Environment :
I am using Pacemaker (pacemaker-1.1.19-8.el7_6.1.x86_64) and corosync(corosync-2.4.3-2.el7_5.1.x86_64) on Cent OS 7.5. Postgresql version is 9.3.21 I have Two node cluster with node names: failover1 and failover2. I have a Clone resource of Postgresql9. Below is the CIB for the same
pcs resource create Postgresql9 ocf:heartbeat:pgsql \
pgctl="/usr/pgsql-9.3/bin/pg_ctl" psql="/usr/pgsql-9.3/bin/psql" pgdata="/var/lib/pgsql/9.3/data/" start_opt="-p 5432" rep_mode="async" node_list="failover1 failover2" restore_command="" primary_conninfo_opt="keepalives_idle=60 keepalives_interval=5 keepalives_count=5" master_ip="10.10.17.165" restart_on_promote="true" \
op monitor interval="20s" role="Slave" timeout="100s" \
op monitor interval="10s" role="Master" timeout="100s" \
op start interval="0" timeout="250s" \
op promote interval="0" timeout="70s" \
op stop interval="0" timeout="70s" \
op demote interval="0" timeout="200s" \
op notify interval="0" timeout="200s" \
meta failure-timeout="2000s" \
meta migration-threshold="3"
pcs resource master mspostgres Postgresql9 master-max="1" master-node-max="1" clone-max="2" clone-node-max="1" notify="true" migration-threshold="3" target-role="Started"

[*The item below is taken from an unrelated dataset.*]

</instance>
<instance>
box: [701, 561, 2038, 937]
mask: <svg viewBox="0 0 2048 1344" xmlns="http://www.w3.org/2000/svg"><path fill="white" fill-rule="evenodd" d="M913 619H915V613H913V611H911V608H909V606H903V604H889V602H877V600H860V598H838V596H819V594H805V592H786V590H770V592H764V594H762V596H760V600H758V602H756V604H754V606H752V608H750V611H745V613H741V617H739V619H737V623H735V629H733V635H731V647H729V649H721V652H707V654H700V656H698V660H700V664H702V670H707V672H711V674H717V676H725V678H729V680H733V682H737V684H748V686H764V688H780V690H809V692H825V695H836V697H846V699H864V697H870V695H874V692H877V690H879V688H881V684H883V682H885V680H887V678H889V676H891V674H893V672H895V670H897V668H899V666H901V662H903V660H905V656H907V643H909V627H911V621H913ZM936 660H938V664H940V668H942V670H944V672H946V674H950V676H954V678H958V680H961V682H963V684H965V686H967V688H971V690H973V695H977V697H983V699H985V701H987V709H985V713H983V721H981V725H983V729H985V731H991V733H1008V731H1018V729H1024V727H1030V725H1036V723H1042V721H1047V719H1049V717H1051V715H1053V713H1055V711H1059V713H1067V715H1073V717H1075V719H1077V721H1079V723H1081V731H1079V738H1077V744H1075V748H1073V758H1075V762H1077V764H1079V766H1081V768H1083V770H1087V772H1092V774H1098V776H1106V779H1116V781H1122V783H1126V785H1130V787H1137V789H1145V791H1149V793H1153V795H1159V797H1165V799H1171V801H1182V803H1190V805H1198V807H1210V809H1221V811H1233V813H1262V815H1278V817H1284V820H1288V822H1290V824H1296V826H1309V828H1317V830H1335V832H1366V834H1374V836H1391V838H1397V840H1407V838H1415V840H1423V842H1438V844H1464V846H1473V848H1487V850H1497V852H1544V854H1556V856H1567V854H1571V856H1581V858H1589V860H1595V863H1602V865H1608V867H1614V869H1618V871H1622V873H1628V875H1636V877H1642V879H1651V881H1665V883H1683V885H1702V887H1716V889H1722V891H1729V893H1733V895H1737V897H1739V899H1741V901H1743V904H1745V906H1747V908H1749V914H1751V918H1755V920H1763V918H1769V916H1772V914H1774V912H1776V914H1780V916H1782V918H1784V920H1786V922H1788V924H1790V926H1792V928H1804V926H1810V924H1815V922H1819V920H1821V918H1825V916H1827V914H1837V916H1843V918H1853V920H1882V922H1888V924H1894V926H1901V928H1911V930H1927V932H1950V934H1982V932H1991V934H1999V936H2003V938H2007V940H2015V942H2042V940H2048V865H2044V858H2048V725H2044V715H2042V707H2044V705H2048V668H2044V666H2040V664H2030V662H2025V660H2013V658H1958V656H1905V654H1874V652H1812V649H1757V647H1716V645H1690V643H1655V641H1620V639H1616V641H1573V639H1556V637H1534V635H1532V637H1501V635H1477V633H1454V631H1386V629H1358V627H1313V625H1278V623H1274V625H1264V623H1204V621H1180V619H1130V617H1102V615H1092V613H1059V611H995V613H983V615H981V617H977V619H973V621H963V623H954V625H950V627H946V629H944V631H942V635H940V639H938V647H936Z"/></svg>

pcs constraint location mspostgres prefers failover1=90
pcs constraint location mspostgres prefers failover2=80
pcs constraint colocation add DBClusterIP with Master mspostgres score=INFINITY
pcs constraint order stop DBClusterIP then demote mspostgres kind=Optional symmetrical=false
pcs property set cluster-recheck-interval=5min
pcs property set stonith-enabled=false
pcs property set no-quorum-policy=ignore
pcs resource defaults migration-threshold=3
pcs property set placement-strategy=balanced
pcs property set stop-all-resources=false
pcs resource defaults failure-timeout=2000
pcs resource defaults resource-stickiness=100
pcs resource op defaults on-fail=restart
Issue : I am able to run this resource As master on failover1 and slave on failover2. When using pcs resource ban command to move master on failover2, I get the desired result. When I reboot the machine failover1, Failover2 becomes the master of resource Postgresql9, But when Failover1 machine is booted up, this resource becomes slave on both machines, and none becomes gets promoted.
Expected scenario : Ideally Booting up Failover1 should not impact the already running resource Postgresql9 Master.
Please help me understand the behavior of the cluster if the node comes back online.
It turns out that Postgres service was enabled from systemctl, hence when the server boots up systemctl start the Postgres service and because of this _monitor()
in resource Agent return $OCF_RUNNING_MASTER
and changes the status of Postgres-data-status
on other nodes.